Prompt : The statement of net assets and the statement of activities under GASB Statement No. 34 are prepared on a government-wide basis. These statements are prepared on the accrual basis using the flow of economic resources concept. Explain this rationale.
Accounting for State and Local Government
GASB Statement No. 34 has been issued by the Governmental Accounting Standards Board to change the financial reporting requirements for both state and local governments within the United States. According to GASB Statement No. 34, government-wide financial statements consist of a statement of activities and net assets statement (Governmental Accounting Standards Board). These two statements are measured on accrual basis of accounting using the economic resources measurement focus. From net assets statement and statement of activities, one can obtain financial reports on all revenues, assets, gains, losses, revenues, liabilities, and revenue generated by the government. When giving these reports, each statement is expected to distinguish between business-type and governmental-type activities of the primary government by discretely presenting the units in separate columns. It is important to remember that fiduciary activities that cannot finance government programs are not included in the government-wide statements (Governmental Accounting Standards Board).
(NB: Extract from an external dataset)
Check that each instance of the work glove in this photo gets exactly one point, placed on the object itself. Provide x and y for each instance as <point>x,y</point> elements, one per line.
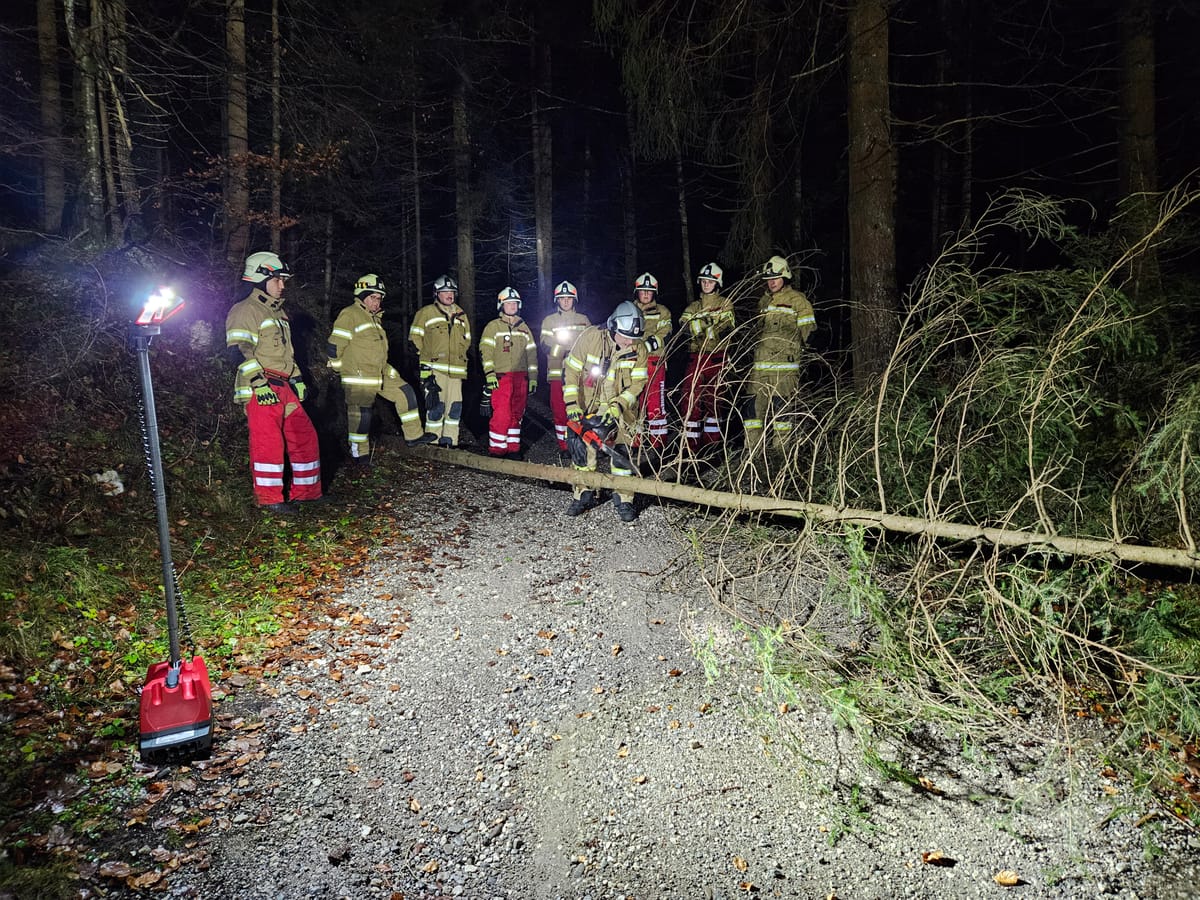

Statement of net assets uses a net assets format where the value of net assets is obtained by subtracting liabilities from assets, (assets-liabilities= net assets), but not the traditional balance sheet format. The column for governmental-type activities contains report for all liabilities and assets that finance government’s programs. Statement of activities is an accrual financial statement that uses a net cost format (Governmental Accounting Standards Board). It first gives a report of total cost for all government functions and a portion of those costs that can be financed by other grants and contributions. The net cost is therefore reported as the difference between the two types of costs and it represents those costs that must be financed through government resources. Examples of government’s own resources are non-program related revenue and taxes. Therefore, the statement of net assets and the statement of activities are prepared on a government-wide basis because they provide financial reports on government-type activities. In addition, statement of activities is prepared on the accrual basis using the flow of economic resources concept because it provides reports on net costs which are financed by a government’s own resources (Governmental Accounting Standards Board).
Statement of activities and statement of net assets provide a comprehensive overview for government finances. Governments experience a big problem in implementing these statements which can be met by tackling the implementation task bit by bit. For instance, when giving reports for government activities, one must first convert existing fund information to the government-wide format by applying accrual basis of accounting. Another important task that governments must perform when implementing the two statements described in GASB Statement No. 34 is to capture cost information about infrastructure assets such as roads and bridges (Chase and Triggs, 2001).
GASB Statement No. 34 has several implications for budgeting at both local and state governments (Governmental Accounting Standards Board). Statement of activities and statement of net assets emphasize the long –term perspective in budgeting at the state and local level. In addition, the two statements reveal how important a budget is in demonstrating accountability at state and local governments. Furthermore, statement of activities and statement of net assets activate the debate about accrual budgeting and raise the need to the financial position of government projects. State and local governments must be able to establish the types of adjustments that must be done in order to convert fund-based information to the accrual basis in government-wide statements (Chase and Triggs, 2001).